Mon. Apr 29th, 2024

Opinion by Samuel Strait – May 12, 2022

I will leave it up to “Eye On Del Norte” to give the hard cold facts on
the most recent election debate for the candidates from the County’s
District Three, Chris Howard, Frank Magarino, and Joe Akins.  It is time
to pull off the gloves and get down to what I see as the heart of the
differences between the three men who are looking to be District Three
Supervisor and let them know what they might look like to a potential
voter.

I have now listened to all three men articulate what they see as their
“street creds” towards being the “best ” man for the job. The following
will be a concise and to the point offering of whether or not any of the
three candidates can listen, learn, and then produce some measure of
solutions, if possible, to a few of the purported issues facing the
County.  In the recent two hour session where all three candidates were
offered a series of questions and asked for a response, a pattern has
been established for each man.  All of the questions are time worn
issues that do not easily lend themselves to any form of solution to be
found by the County’s government.  Most will not likely be solved in any
satisfactory manner, hence it is important to understand that when an
elected office holder says “I have the answers” the voter should be
wary.  If that same person were to say, “I am open to what say my
district’s constituents”, then just maybe we have a winner.
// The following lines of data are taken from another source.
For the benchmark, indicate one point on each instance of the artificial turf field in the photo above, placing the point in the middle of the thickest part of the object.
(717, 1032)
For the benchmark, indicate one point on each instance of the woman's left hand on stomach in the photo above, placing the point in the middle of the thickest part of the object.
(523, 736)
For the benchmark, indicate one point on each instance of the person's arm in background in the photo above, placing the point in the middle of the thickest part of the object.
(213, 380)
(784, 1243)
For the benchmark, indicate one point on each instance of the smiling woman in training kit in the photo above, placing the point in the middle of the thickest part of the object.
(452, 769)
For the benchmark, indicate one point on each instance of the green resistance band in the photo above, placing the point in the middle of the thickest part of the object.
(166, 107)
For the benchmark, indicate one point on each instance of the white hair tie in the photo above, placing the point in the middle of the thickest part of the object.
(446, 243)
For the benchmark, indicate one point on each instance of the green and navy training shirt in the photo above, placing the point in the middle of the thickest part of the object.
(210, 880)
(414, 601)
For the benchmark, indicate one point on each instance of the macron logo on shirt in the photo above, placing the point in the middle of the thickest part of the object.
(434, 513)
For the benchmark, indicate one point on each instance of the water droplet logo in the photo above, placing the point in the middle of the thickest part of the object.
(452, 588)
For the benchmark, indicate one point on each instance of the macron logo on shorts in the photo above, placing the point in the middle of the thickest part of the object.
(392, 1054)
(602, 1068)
Beginning with the incumbent, Chris Howard, if you wish a polished well
spoken representative who fancy’s himself as “having all the answers”
if, only enough money was available to expand government endlessly, then
Chris is your man.  Government is Chris’s answer to every issue.  He is
a poor listener, well entrenched in government both within and outside
of the County. He has a fascination with government operations that he
views as “successful”, yet do not appear to have “solved the issue”. 
When confronted with facts that dispute his vision, he is quick to point
to the notion, that this is the way government works, nothing to see
here folks.  He “talks” about his successes not in evidence and seems
unaware that others may see something very different from his version of
events.  This combination of traits leaves him little room to understand
why things do not work as intended.    There are problems that
government was never meant to solve no matter how many times local
bureaucrats relay citizen concern over a particular problem.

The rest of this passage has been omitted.